"If liberty means anything at all, it means the right to tell people what they do not want to hear."
- George Orwell, original preface to Animal Farm.

Wednesday, January 12, 2011

Project Positivity #1: New York.

I really could not start this project with anything else. New York. The city. The state. I know I have talked about it briefly before, but I do not feel I really did justice to my feelings. Hopefully, this entry will rectify that.

I have said it many times in conversation but New York was (and is) the first true love of my life. In terms of positivity, I cannot think of a single thing that quite matches New York. Friends and partners may come and go but you never forget your first real love.
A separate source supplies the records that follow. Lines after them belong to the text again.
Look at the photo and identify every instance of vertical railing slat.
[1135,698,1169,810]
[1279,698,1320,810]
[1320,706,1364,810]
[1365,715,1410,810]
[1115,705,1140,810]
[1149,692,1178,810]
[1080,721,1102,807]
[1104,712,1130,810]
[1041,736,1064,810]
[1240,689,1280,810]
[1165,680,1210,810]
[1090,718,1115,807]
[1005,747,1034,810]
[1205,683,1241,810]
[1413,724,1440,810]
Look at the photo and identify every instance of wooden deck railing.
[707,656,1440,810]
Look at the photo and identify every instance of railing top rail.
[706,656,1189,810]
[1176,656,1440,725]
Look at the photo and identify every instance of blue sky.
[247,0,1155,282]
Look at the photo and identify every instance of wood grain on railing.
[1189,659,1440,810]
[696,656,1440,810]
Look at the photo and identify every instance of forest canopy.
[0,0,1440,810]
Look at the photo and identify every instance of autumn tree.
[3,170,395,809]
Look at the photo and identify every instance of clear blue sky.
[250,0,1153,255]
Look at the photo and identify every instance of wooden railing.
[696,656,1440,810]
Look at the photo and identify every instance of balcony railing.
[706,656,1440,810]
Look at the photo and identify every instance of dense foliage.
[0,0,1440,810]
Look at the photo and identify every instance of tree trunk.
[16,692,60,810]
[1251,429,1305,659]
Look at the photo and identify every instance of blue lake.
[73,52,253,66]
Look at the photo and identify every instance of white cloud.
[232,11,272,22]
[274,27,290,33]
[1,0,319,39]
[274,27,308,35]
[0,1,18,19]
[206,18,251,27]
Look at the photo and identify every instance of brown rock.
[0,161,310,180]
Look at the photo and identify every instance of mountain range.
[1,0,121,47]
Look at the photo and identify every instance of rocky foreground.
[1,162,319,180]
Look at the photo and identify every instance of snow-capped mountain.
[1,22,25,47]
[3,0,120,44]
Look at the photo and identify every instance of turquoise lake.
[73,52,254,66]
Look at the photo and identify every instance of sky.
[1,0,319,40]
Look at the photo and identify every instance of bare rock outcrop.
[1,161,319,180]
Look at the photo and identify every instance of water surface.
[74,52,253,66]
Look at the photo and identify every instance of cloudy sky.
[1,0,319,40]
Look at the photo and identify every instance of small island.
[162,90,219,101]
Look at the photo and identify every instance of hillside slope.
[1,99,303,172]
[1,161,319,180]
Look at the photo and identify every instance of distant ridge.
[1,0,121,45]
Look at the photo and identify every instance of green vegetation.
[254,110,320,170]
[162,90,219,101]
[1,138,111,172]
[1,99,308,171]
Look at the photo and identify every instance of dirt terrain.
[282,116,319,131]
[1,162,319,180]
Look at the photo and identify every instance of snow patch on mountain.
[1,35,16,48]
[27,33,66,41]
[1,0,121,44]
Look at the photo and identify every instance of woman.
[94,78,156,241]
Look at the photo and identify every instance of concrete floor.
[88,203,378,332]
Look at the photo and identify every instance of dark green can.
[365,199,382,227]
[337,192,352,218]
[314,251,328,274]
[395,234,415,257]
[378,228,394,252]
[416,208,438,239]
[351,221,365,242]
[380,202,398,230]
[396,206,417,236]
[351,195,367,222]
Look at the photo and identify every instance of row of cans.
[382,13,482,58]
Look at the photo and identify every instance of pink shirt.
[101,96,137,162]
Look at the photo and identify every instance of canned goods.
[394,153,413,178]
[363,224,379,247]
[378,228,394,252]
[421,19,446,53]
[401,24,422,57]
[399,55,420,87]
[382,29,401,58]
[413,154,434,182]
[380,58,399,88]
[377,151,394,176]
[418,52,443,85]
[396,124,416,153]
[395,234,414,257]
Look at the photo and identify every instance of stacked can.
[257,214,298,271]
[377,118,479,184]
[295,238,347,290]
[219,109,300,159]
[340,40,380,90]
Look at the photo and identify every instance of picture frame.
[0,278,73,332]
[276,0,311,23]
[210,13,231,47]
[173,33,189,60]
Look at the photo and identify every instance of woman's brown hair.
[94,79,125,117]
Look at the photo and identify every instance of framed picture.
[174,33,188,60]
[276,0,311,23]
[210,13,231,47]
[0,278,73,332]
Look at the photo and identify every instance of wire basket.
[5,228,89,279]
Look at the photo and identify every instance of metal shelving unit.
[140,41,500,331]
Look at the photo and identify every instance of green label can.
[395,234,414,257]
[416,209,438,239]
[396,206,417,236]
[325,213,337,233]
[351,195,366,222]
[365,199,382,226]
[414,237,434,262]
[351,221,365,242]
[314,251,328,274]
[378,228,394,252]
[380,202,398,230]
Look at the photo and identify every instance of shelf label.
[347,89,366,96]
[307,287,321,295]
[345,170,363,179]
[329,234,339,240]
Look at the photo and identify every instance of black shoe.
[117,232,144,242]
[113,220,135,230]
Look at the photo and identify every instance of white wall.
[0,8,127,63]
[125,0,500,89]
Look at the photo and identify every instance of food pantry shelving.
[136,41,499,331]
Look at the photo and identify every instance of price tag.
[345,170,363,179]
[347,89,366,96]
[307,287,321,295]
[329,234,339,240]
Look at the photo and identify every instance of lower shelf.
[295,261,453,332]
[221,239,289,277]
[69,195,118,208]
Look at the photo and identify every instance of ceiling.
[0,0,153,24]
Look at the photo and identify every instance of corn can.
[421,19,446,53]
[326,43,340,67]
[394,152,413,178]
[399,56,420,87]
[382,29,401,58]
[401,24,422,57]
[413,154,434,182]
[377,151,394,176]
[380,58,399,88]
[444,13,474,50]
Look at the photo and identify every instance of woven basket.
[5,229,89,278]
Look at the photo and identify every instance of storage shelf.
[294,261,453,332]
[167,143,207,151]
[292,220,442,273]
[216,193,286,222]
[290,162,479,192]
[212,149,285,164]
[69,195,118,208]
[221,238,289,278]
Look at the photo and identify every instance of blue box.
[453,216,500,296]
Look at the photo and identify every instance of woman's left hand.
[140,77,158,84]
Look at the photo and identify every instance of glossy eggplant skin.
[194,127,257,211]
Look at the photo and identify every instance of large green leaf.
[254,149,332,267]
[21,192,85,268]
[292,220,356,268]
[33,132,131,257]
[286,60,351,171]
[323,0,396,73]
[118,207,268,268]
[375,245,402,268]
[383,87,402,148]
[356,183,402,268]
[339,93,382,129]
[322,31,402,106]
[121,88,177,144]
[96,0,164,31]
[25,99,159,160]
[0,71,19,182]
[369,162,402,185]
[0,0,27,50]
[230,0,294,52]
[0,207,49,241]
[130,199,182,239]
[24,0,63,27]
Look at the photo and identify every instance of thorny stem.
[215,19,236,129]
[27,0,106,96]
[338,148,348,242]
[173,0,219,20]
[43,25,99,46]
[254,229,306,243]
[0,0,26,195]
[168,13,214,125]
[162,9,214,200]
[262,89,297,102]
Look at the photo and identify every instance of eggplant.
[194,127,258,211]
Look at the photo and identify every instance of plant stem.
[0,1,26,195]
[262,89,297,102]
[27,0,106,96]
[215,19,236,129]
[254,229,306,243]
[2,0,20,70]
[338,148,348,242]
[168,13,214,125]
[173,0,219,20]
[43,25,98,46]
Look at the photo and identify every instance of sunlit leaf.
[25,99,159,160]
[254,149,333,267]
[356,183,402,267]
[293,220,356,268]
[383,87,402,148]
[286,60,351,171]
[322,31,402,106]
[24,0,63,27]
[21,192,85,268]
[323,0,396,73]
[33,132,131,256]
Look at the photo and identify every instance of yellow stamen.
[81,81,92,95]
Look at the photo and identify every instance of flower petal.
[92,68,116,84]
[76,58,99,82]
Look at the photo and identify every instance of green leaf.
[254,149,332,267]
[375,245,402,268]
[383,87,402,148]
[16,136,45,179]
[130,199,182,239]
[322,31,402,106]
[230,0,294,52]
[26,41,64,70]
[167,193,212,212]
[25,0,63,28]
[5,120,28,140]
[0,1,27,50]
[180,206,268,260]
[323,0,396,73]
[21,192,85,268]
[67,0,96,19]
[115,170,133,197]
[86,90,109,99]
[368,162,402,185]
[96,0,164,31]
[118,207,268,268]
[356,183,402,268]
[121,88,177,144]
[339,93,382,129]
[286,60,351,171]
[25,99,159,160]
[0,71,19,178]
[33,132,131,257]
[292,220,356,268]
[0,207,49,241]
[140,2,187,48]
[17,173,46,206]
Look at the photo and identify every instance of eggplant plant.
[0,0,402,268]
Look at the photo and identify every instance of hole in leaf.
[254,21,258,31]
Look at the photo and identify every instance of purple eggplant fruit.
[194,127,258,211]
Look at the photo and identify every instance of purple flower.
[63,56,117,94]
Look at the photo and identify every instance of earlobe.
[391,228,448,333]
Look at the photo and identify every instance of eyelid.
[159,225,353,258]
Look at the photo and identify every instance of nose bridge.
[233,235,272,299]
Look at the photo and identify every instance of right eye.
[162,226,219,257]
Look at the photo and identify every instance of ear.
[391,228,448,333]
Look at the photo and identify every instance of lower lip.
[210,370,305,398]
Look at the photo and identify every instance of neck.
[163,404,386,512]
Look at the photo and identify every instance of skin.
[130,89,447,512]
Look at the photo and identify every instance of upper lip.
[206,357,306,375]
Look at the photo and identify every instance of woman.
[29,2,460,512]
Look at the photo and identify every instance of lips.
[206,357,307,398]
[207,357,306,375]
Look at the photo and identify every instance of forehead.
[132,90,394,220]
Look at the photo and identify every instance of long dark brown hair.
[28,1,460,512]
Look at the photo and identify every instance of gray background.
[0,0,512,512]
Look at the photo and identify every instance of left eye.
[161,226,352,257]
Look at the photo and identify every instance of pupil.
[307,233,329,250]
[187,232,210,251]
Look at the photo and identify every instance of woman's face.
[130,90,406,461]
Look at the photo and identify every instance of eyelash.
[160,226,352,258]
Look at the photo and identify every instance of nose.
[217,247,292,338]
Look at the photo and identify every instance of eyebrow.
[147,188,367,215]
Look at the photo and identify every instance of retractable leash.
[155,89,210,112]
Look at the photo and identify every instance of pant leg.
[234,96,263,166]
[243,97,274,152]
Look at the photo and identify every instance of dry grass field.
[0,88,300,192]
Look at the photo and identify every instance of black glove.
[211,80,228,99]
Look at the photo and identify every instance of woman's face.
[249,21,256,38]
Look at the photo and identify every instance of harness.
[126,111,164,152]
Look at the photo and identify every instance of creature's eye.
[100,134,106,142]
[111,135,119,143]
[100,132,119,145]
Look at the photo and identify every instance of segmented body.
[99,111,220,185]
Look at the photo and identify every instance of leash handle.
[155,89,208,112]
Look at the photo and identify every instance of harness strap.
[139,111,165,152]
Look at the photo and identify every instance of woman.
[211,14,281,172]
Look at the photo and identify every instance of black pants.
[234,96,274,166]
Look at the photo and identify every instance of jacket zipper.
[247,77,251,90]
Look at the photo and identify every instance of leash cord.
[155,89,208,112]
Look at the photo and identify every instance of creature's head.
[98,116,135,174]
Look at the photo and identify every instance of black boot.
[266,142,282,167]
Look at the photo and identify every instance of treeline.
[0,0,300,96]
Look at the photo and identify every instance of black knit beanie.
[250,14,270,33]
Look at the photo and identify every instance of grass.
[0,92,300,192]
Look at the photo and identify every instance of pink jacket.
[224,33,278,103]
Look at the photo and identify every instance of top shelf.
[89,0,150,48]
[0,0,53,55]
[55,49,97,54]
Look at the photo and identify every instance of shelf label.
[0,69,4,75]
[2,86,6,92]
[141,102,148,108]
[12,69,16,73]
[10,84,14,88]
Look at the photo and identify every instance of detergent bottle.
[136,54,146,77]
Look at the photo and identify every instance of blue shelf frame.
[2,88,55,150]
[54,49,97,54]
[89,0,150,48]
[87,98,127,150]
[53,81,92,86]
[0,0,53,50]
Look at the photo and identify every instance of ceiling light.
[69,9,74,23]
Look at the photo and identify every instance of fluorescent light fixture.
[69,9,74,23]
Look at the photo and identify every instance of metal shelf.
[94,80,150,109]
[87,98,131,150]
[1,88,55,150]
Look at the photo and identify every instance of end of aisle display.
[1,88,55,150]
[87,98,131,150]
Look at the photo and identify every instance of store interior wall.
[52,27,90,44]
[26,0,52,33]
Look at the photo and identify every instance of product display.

Growing up, I never felt like I belonged anywhere. Sure, I had friends who were (and in some cases still are) very dear to me but I always felt out of place. Something about where I lived just did not feel right. There is no rational or logical explanation I can offer for this, it is just how I felt. At the same time, I was becoming increasingly exposed to American culture. This could be in movies, TV shows, music or anything else. The seed of desire to experience and live in the United States had been planted.

It was not until I was 16 that I was able to set foot in the United States of America. The trip was only for six days, but I was excited. America, finally. Many people in my family had told me that the image I had constructed in my head would not be matched by the reality. I was to be realistic in order to stave off disappointment. I tried to erase the wonderful images I had in my imagination of what New York would be. I was unable to.

New York City not only met my expectations, but surpassed them. I was absolutely enraptured by it. Enthralled. Mesmerized. The sheer scale of it was utterly breath taking. The noise was like nothing I had ever experienced in the UK. It was beautiful. Even the sweltering humidity of August in New York was not enough to tarnish the experience. I was in love.

It was more than that, however. Beyond the aesthetics of what was the most beautiful city I had ever laid eyes on were two intangibles. Two aspects of New York that are difficult to quantify and even more difficult to explain logically or empirically.

The first of these intangibles is something that so many people credit the city with: the energy. The air in New York feels electric. It did the first time I was there, and it does not fade with time. The entire city feels alive and exciting even if you are just strolling down the street with no particular plans or destination. It is something that cannot be adequately expressed except between people who have experienced it. Every time I have revisited New York, the sight of that world famous skyline appearing on the horizon never fails to excite me. There is no law of diminished returns for me. Being in the Big Apple, I feel alive in a way that does not seem possible anywhere else.

The second aspect that is difficult to defend using logic is quite simple. I finally felt at home. Yes, I had a building in the UK in which I kept all my possessions and which also housed my family but it never felt like a home. Not really. I did not know what the feeling of home was until I saw New York. While it is true that I feel excited any time I am in New York City, it is accompanied by the feeling of being at ease with my surroundings. As excited as I become, part of that excitement comes from the fact that I always feel like this is where I am meant to be.

I was born in the wrong country.

Feeling at home is not limited to New York City either. It extends to the entirety of New York State. I spent four months living in Utica (a city in upstate New York) and have spent several weeks on Long Island. In all three of those places I feel the same sense of ease and of belonging. It does not have to do with the people (although a lot of them certainly have helped), but with the places themselves. Funnily enough, I have visited other states of the Union as well as Washington D.C. I can appreciate these cities and states for all of their individual beauties and points of interest, yet that feeling of home has not been felt anywhere but within the State of New York. I have no reason to offer why that is the case, but it is. I love the United States and want to visit as much of it as possible in my lifetime, but I highly doubt that anywhere will ever feel as much like home as New York will.

I adore New York. Absolutely and without apology. Many people have bad experiences of it, or will be quick to point out its flaws or shortcomings. I can listen and accept these comments but they will not alter my mind at all. I have a tattoo on the inside of my left arm of an apple. The symbol of New York. I had no doubts about a New York inspired tattoo because the city and state have shaped my life in such a significant way that their influence can never be denied. Even if I never achieve my goal of living there, New York will forever be the first true love of my life.